Yıllar ilerliyor, eğitim seviyesi yükseliyor, cumhurbaşkanı ilk defa halkın oyuyla seçiliyor.
Ve halkın büyük bir kısmı bu seçime katılmıyor.
Bunda yazn tesirini aramak, tarım işlerinin yer değiştirmesini sebep olarak göstermek boşunadır.
Halk, seçmen, adayları beğenmemiştir.
Bana göre katılımdaki başlıca düşüklük sebebi budur.
* * *
CHP ve MHP İhsanoğlunu aday gösterdi.
Ama gerektiği kadar adaylarının arkasında durdular mı?
Hayır.
“Çatı adayı” demek kolay ama hiç tanınmayan bir kişiyi vatandaşa 1 ayda tanıtıp sevdirmek zor.
Hele bu kişinin karşısında 12 yıllık bir hükümet, 30 yıllık bir siyaset deneyimi olan, 8 seçim kazanmış, günde 3 meydan mitingi yapabilen bir rakip olursa.
* * *
Sonuç ta bunu gösteriyor.
İki partide de sonucun böyle olabileceğini yani CHP’nin de MHP’nin de hüsrana uğrayabileceğini tahmin edenler vardı. Fakat onları dinleyen olmadı.
Siyasette matematiğe önem verenlerin dediği oldu CHP+MHP oyları İhsanoğlu’nu cumhurbaşkanı yapar hesabı yapıldı.

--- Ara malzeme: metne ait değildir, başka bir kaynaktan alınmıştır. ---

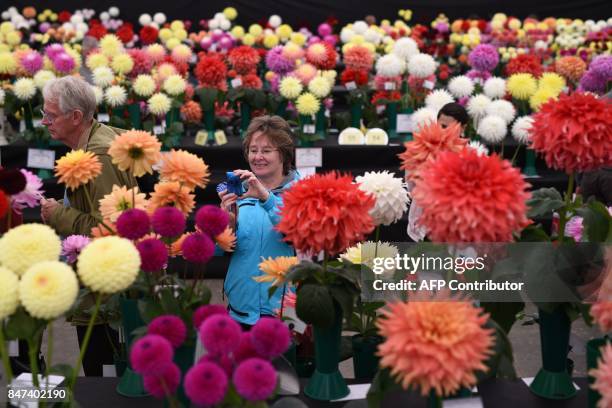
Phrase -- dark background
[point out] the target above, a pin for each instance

Ama yanlış hesap sandıktan döndü.
İhsanoğlu bu iki partinin seçimde aldığı toplam oyu alamadı.
* * *
Seçimin gayri resmi sonuçları açıklandıktan sonra CHP adına Genelbaşkan Yardımcısı ve parti sözcüsü Haluk Koç ve MHP adına genel başkan konuştu.
İkisi de esti gürledi.
Seçimi kazanan Tayyip Erdoğansa onlardan sonra Ankara’ya geldi ve balkon konuşması yaptı.

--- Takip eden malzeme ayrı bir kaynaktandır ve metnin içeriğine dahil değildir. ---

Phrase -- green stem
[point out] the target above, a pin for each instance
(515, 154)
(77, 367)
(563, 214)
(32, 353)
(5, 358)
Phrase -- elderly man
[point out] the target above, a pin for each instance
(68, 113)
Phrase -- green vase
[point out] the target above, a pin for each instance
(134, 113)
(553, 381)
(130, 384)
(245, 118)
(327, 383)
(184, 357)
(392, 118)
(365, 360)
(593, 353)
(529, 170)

Bu konuşmada herkesi kapsayan bir dil kullandı.
Sertliği aşıp, kucaklayıcı, mülayim olması balkon konuşmalarının gereği mi, yoksa çizilen yeni bir yol haritası mı göreceğiz.

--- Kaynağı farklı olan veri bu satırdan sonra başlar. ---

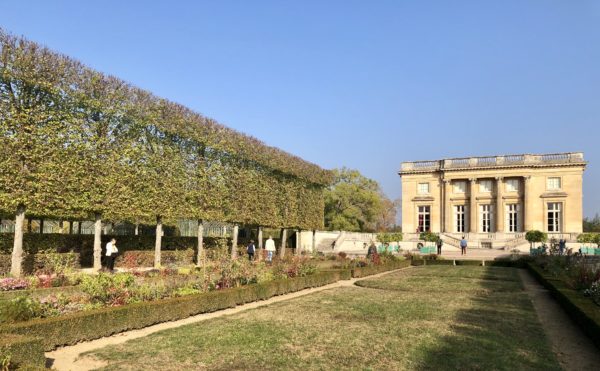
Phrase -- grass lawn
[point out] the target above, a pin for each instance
(435, 317)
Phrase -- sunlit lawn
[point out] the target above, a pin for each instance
(421, 318)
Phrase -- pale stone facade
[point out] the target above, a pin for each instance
(494, 200)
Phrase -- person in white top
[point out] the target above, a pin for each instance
(270, 247)
(111, 254)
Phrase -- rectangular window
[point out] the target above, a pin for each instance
(512, 185)
(485, 186)
(460, 187)
(553, 183)
(485, 215)
(459, 215)
(554, 216)
(424, 217)
(512, 211)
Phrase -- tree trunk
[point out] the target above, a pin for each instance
(97, 242)
(236, 229)
(283, 242)
(259, 238)
(200, 243)
(17, 254)
(158, 242)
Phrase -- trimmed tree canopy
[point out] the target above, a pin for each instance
(74, 142)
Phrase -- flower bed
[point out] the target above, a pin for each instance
(581, 309)
(94, 324)
(102, 290)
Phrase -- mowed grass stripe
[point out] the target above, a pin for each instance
(354, 328)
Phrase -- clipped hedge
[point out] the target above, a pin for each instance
(375, 269)
(34, 243)
(582, 310)
(22, 350)
(146, 258)
(95, 324)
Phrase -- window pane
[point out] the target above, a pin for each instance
(554, 183)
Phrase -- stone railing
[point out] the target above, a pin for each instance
(493, 161)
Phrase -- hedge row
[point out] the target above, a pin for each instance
(22, 350)
(375, 269)
(95, 324)
(582, 310)
(34, 243)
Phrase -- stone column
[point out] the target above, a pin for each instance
(447, 206)
(499, 206)
(526, 190)
(473, 207)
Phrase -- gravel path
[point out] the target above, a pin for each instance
(574, 350)
(68, 358)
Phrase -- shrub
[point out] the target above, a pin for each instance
(21, 352)
(21, 308)
(9, 284)
(536, 236)
(594, 292)
(94, 324)
(107, 288)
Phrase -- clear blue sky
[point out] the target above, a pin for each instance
(362, 84)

MHP’de parti içi kavga olmaz.
* * *
Hareket ve değişim bu partide beklenmemelidir.
Ama CHP öyle değil.
CHP seçimden önce de parça parçaydı.
Şimdi o parçaların çarpışması beklenmeli.
Ve Kılıçdaroğlu partide, dış görünüşte de olsa, birliği artık sağlayamaz.